Advantages – performance measure [Two-Stage / GS Designs]

posted by Helmut Homepage – Vienna, Austria, 2015-06-05 15:29 (3219 d 21:53 ago) – Posting: # 14918
Views: 17,957

Dear both!

Liu et al.

"Evaluating the adaptive performance of flexible sample size designs with treatment difference in an interval"

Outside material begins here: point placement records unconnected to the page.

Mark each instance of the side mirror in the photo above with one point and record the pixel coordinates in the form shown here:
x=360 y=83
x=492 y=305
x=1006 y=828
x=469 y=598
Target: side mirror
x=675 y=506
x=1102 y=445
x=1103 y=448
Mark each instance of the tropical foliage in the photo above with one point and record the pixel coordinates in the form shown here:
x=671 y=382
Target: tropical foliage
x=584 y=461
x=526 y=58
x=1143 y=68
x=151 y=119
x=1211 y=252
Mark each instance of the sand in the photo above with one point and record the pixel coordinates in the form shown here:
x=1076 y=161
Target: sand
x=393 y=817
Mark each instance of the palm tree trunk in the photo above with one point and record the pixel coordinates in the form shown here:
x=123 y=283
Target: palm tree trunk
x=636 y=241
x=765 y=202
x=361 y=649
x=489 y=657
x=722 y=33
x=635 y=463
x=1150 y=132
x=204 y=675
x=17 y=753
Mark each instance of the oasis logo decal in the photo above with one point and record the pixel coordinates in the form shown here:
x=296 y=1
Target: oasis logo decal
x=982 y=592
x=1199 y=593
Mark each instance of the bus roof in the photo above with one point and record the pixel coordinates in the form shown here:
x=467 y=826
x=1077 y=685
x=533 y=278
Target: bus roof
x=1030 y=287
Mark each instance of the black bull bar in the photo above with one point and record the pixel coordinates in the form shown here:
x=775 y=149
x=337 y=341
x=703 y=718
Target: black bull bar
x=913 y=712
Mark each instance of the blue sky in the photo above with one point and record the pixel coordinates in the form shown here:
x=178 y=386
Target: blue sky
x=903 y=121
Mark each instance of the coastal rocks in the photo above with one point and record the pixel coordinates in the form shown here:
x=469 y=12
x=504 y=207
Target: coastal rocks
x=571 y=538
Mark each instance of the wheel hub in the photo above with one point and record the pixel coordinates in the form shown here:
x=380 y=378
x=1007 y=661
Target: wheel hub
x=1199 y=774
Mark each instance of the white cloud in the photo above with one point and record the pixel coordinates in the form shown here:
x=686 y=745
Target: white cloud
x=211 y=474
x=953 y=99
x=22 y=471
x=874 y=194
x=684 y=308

❝ Stat Med 2008; 27:584–596.


❝ But don't ask me for details!


Tricky. Essentially they compare adaptive designs in terms of the expected total sample and power to a fixed sample design. They call the latter “ideal” which is only true for a known CV. Such a comparison is not fair but the only one we probably have. ;-)
Below some stuff (the adjusted HP is 0.0413, not 0.416 – which is for OF). “Type 1”, T/R 0.95, target power 0.80. N is the sample size of the “ideal” design or the expected average sample size in the TSDs. f1 is the ratio of sample sizes and f2 the ratio of expected power:

 CV  method    alpha(s)       N    power   f1    f2  
0.15 fixed     0.05    –      12   0.8305  –      –  
     adjPotvin 0.0302 0.0302  13.5 0.8830 1.123 1.063
     adjHP     0.001  0.0413  14.2 0.8825 1.187 1.063
     adjOF     0.005  0.0416  14.1 0.8738 1.179 1.052
0.25 fixed     0.05    –      28   0.8074   –     –  
     adjPotvin 0.0302 0.0302  32.0 0.8126 1.143 1.006
     adjHP     0.001  0.0413  30.5 0.7967 1.090 0.987
     adjOF     0.005  0.0416  30.4 0.7966 1.087 0.987
0.40 fixed     0.05    –      66   0.8053   –     –  
     adjPotvin 0.0302 0.0302  78.2 0.7500 1.184 0.931
     adjHP     0.001  0.0413  70.7 0.7516 1.071 0.933
     adjOF     0.005  0.0416  70.5 0.7528 1.069 0.935
0.70 fixed     0.05    –     174   0.8031   –     –  
     adjPotvin 0.0302 0.0302 205.6 0.7252 1.181 0.903
     adjHP     0.001  0.0413 185.6 0.7296 1.067 0.908
     adjOF     0.005  0.0416 185.1 0.7293 1.064 0.908

How to calculate their APS (average performance score) combining the sample size and power is beyond me.
I think there is no general rule (i.e., independent from the expected CV and planned stage 1 sample size) to judge which method performs “best”. For low CVs the larger average sample size may be outweighed by higher power (leaving some “headroom” for the ratio). If the CV is higher than ~0.25 any TSD with such a small n1 will lack power. Let’s play the game with an expected CV of 0.3 and an n1 of 24:
method    alpha(s)       N    power   f1    f2 
fixed     0.05    –      40   0.8158  –      – 
adjPotvin 0.0302 0.0302  39.4 0.8284 0.984 1.015
adjHP     0.001  0.0413  42.3 0.8110 1.057 0.994
adjOF     0.005  0.0416  41.9 0.8104 1.048 0.993

The winner is the symmetric split for my personal favorite n1 ~0.75 of fixed.
Furthermore, in TSDs the distribution of expected total sample sizes is not necessarily nor­mal. Actually it might be even bimodal (with increasing α1 the distribution gets “con­ta­mi­nated” by the fraction of studies stopping in the first stage). 105 sim’s each:


[image]

Whether it makes sense to compare designs based on the arithmetic mean (or even the median) remains an open issue.